Knopf im OhrDrei Antworten von Steiff-Mitarbeiterin Sunnhild Walzer

Knopf im Ohr: Drei Antworten von STEIFF-Mitarbeiterin Sunnhild Walzer
© Office Frinken

Mit einem Elefanten als Nadelkissen hat 1874 alles angefangen – welche Kuscheltiere stellt Steiff inzwischen her und welche Produkte gibt es darüber hinaus?
Sunnhild Walzer: Die Bandbreite ist riesig. Es gibt nichts, was es nicht gibt. Wir unterscheiden zwischen Plüschtieren, Sammlerstücken, Studio Tieren und Babyartikeln. Im Allgemeinen produzieren wir bspw. Modelle aus dem Bereich „Haus- und Hoftiere“, wie Hunde oder Katzen, sowie z. B. Füchse oder Igel für die Serie „Wald- und Wiesentiere“ oder Robben und Eisbären für die Serie „Arktis- und Seetiere“. Wir haben auch schon Einhörner, Drachen oder Yetis entwickelt oder zusammen mit anderen Unternehmen berühmten Filmfiguren ein Plüschtier gewidmet – wie bspw.
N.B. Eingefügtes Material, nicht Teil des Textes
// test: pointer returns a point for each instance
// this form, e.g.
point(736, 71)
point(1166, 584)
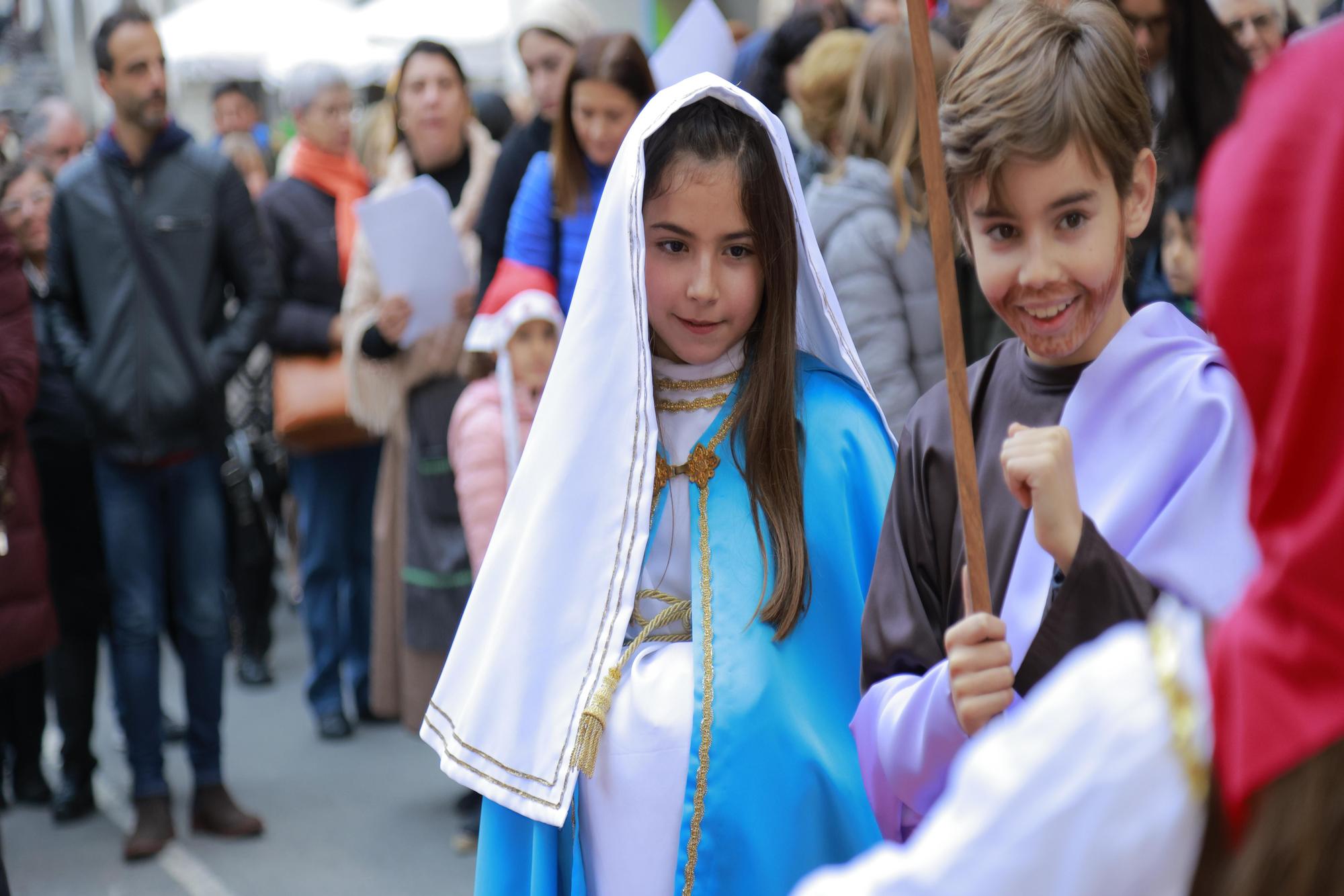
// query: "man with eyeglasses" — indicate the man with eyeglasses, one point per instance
point(54, 135)
point(1260, 28)
point(146, 233)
Olaf aus der Zeichentrickverfilmung „Die Eiskönigin“.

Warum haben Sie sich für diesen Beruf entschieden und weshalb entwerfen Sie nun Kuscheltiere?
Sunnhild Walzer: Ich habe mich aus Liebe zur Handarbeit für diesen Beruf entschieden. Die Arbeit mit Stoffen und die Gestaltung neuer Designs sind faszinierend. Mir bereitet es Freude, mich an neuen Herausforderungen zu probieren und die verschiedensten Plüschtiere zu entwickeln, die später einem Kind ein Lächeln ins Gesicht zaubern werden. Mein erster Teddy war von Steiff, wodurch die Marke schon in meiner Kindheit präsent gewesen ist. Somit war es naheliegend, in der Firma Steiff Kindheitserinnerung und Leidenschaft beruflich zu verbinden. Heute sind mir alle Steiff Tiere ans Herz gewachsen – das Studio Elefanten Baby ist mein persönlicher Favorit.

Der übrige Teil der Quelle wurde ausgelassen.